2025.06.10 New! 議会改革
【セミナーレポート】政策サイクル推進地方議会フォーラム「『地方議会からの制政策サイクル』と成熟度モデル、議会DXのミライ」
2025年5月24日(土)、日本生産性本部主催の「政策サイクル推進地方議会フォーラム」公開セミナー(報告会)が開催されました。「『地方議会からの政策サイクル』と成熟度モデル、議会DXのミライ」をテーマに、報告会、セミナー、パネルディスカッションが行われました。その様子をレポートします。
【第1部】報告会:「成熟度評価モデル実装かの到達点と展望」
報告会では実践報告者として、福島県会津若松市議会議員・議会評価特別委員会副委員長の松崎新氏が登壇し、会津若松市議会における「地方議会成熟度モデル」の取組経過や今後の展望についての報告が行われました。
松崎氏からは、「会津若松市議会での取組の経過」、「実装化に向けた取組での気づき」、「今後の展望」の3構成での報告があり、中でも議会評価を行う目的を明確化していく必要を指摘。「『議会プロフィール』の作成が理想的な姿(ビジョン)を実現するための課題の共有に必要だ」と語りました。
質疑応答では、議会プロフィールの重要性に気づいた経緯や、評価指標、課題についての質問が飛び交い、議会モニター制度での高校生へのアプローチ手法等についての話題も盛り上がりを見せました。
【第2部】セミナー:議会DX講演・実践報告
セミナーでは、江藤俊昭氏(大正大学地域創生学部教授)、河村和徳氏(拓殖大学政経学部教授)による講演と、岩﨑弘宜氏(茨城県取手市情報管理課長)による実践報告が行われました。
まず、江藤氏による「議会からの政策サイクルと議会DX」の講演が行われました。
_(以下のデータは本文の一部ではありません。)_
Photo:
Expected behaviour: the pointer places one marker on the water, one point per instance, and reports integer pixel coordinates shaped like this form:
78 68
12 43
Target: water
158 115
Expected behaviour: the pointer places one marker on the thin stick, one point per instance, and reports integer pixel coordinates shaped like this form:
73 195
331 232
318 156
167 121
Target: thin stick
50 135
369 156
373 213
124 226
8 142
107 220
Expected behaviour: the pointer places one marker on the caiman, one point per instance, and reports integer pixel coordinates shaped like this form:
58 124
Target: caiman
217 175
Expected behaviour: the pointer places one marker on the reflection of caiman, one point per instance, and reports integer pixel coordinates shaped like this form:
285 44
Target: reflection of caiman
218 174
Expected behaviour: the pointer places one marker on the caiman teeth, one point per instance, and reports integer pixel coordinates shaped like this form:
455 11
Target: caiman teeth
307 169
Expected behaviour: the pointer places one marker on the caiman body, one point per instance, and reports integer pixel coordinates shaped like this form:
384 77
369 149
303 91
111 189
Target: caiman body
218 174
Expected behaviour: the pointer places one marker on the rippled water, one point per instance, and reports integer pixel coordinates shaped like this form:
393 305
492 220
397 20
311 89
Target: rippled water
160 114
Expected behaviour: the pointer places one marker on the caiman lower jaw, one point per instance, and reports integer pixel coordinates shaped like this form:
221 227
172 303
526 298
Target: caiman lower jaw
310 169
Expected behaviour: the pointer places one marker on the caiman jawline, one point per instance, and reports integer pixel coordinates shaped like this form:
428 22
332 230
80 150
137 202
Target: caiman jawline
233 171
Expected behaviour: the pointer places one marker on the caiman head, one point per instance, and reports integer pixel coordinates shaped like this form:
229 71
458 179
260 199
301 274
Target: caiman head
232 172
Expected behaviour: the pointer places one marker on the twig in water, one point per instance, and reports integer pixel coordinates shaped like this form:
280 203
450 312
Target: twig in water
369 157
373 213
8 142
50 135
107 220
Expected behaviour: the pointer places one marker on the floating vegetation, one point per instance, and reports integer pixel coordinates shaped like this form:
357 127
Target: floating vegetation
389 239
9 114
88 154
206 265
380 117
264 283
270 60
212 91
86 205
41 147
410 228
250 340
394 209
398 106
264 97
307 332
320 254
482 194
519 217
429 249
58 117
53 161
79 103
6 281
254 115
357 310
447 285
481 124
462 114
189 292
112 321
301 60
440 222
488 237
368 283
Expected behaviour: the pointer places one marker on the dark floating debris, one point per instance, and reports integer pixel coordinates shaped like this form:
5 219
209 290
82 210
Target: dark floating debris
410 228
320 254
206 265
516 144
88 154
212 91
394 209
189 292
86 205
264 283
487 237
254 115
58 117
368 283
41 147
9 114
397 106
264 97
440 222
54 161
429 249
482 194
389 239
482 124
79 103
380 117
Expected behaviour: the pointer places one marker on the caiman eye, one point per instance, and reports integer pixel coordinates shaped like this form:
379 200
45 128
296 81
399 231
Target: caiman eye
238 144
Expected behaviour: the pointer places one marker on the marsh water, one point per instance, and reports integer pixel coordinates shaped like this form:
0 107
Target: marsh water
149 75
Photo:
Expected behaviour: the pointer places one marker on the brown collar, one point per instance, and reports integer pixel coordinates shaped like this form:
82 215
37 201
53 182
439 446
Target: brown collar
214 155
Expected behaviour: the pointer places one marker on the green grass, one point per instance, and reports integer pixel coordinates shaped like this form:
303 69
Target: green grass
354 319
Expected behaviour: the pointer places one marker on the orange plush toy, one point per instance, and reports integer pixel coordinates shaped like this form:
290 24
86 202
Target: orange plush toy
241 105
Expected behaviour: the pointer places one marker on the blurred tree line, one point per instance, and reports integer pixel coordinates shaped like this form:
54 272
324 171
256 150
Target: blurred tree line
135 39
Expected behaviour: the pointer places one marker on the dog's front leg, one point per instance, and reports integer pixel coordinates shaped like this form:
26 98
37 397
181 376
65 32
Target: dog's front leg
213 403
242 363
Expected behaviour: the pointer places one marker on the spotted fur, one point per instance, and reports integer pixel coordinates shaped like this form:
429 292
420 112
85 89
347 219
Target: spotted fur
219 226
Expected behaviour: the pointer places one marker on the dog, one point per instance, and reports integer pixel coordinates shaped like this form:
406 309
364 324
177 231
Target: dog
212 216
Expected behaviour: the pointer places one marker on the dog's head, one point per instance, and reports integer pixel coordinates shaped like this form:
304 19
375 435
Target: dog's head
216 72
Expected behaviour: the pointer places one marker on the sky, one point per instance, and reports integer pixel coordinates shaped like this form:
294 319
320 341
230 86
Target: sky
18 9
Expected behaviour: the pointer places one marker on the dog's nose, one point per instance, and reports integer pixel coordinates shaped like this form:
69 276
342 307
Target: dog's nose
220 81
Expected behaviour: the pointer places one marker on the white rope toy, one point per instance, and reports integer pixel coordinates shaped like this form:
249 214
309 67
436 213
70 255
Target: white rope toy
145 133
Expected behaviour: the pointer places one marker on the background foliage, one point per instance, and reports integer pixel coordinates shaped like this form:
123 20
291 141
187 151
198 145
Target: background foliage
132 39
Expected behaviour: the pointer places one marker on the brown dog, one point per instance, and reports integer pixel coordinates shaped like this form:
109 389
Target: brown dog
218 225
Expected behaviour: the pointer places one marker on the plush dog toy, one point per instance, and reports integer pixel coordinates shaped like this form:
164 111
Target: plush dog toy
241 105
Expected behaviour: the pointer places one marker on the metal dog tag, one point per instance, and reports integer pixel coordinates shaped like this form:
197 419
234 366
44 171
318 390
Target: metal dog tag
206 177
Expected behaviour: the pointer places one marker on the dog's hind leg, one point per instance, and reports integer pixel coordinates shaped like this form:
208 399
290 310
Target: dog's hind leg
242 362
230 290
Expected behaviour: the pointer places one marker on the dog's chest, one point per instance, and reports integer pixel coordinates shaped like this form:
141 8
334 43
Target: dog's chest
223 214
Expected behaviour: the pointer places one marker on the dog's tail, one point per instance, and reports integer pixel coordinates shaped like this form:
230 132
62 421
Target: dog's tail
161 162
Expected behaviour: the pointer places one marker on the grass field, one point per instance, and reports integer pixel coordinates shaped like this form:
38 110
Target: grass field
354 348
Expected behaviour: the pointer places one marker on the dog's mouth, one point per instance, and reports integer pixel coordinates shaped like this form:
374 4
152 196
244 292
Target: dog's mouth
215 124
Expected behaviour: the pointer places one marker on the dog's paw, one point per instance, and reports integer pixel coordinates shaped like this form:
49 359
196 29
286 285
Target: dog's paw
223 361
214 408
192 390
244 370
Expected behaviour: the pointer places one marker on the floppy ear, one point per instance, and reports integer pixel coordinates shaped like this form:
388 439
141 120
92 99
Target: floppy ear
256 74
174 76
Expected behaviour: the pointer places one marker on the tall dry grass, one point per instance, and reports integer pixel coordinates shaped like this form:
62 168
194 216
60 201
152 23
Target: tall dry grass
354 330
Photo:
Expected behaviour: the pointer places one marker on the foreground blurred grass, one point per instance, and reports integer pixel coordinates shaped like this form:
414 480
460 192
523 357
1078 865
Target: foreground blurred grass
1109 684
江藤氏は、議員提案条例の「評価」は大事だが、それだけではないとし、行政改革や議会改革において重要であるPDCAサイクルのDに、討議、決定という2つのDを加えたPDDDCAサイクルという発想と手法の開発が必要であると論じました。
次に河村氏による「議会DXとDC(デジタルコミュニケーション)」の講演が行われました。河村氏は、DC活用の論点として、「開かれた多様性のある議会の創出」、「危機に強い議会」、「効率的な議会」の3点を挙げ、DC活用の壁についても論じました。
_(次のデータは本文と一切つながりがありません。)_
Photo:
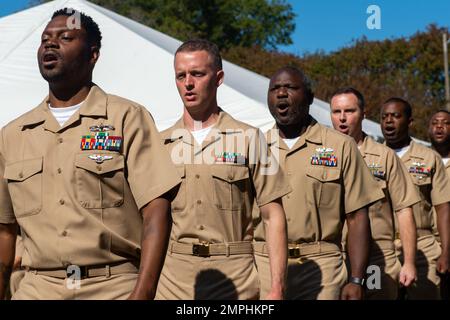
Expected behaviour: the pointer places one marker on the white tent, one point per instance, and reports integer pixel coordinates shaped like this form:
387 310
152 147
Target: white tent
136 62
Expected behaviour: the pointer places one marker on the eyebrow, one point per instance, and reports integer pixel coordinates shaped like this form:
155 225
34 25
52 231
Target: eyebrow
58 29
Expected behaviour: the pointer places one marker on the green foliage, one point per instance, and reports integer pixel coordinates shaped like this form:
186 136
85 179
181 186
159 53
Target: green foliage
248 32
227 23
411 68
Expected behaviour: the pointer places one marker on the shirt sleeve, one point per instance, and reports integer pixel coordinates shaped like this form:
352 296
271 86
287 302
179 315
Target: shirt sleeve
402 190
440 190
360 187
150 170
269 180
6 209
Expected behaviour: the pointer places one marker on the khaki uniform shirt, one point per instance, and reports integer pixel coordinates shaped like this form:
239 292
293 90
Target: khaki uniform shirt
79 206
221 179
393 178
428 174
322 193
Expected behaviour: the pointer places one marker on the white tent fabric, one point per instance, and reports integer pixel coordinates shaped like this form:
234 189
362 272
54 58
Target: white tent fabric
136 62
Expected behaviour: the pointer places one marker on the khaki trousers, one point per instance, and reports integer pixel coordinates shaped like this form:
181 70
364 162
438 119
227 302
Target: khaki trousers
427 286
310 277
390 267
16 278
188 277
39 287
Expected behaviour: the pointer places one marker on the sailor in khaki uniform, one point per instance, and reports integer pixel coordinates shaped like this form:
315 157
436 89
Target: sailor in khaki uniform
86 191
220 160
18 272
330 184
439 133
428 174
347 114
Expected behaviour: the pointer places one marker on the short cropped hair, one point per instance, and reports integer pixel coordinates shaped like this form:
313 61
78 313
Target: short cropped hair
203 45
94 35
306 81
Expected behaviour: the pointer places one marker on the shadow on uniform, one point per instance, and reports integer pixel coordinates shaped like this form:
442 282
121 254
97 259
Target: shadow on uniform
386 282
445 282
422 272
212 284
304 285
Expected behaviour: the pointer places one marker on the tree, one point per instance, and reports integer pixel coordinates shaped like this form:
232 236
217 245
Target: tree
407 67
228 23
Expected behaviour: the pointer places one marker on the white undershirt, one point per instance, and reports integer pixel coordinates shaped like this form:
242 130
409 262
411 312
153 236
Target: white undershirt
63 114
200 135
290 142
401 151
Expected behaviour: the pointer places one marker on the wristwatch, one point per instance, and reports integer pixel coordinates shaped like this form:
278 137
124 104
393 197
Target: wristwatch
356 280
次に、岩﨑氏による「取手市での実践報告」が行われました。岩﨑氏は、議会にICTを活用した事例の説明の他、なぜ取手市がICTの活用を促進できたのか、人が議会を運営することへの「愛」を語りました。
パネルディスカッション:「議会DXと政策サイクルのミライ」
最後に登壇者4名によるパネルディスカッションが行われました。パネルディスカッションでは、AIを利用することで、全てをAIに任せてしまう議員が増えてきていることへの懸念があるとし、議員同士の話し合いや市民との意見交換を深めていくことの必要性が注目されました。
また、「人間の営みと、どこまで機械に任せるか。議員が機械に任せてしまうところをどう成長させていくかが課題である」とし、「システムに適応できない人が政治家になれないミライもどうなのか」といった議論がなされ、ディスカッションは終了となりました。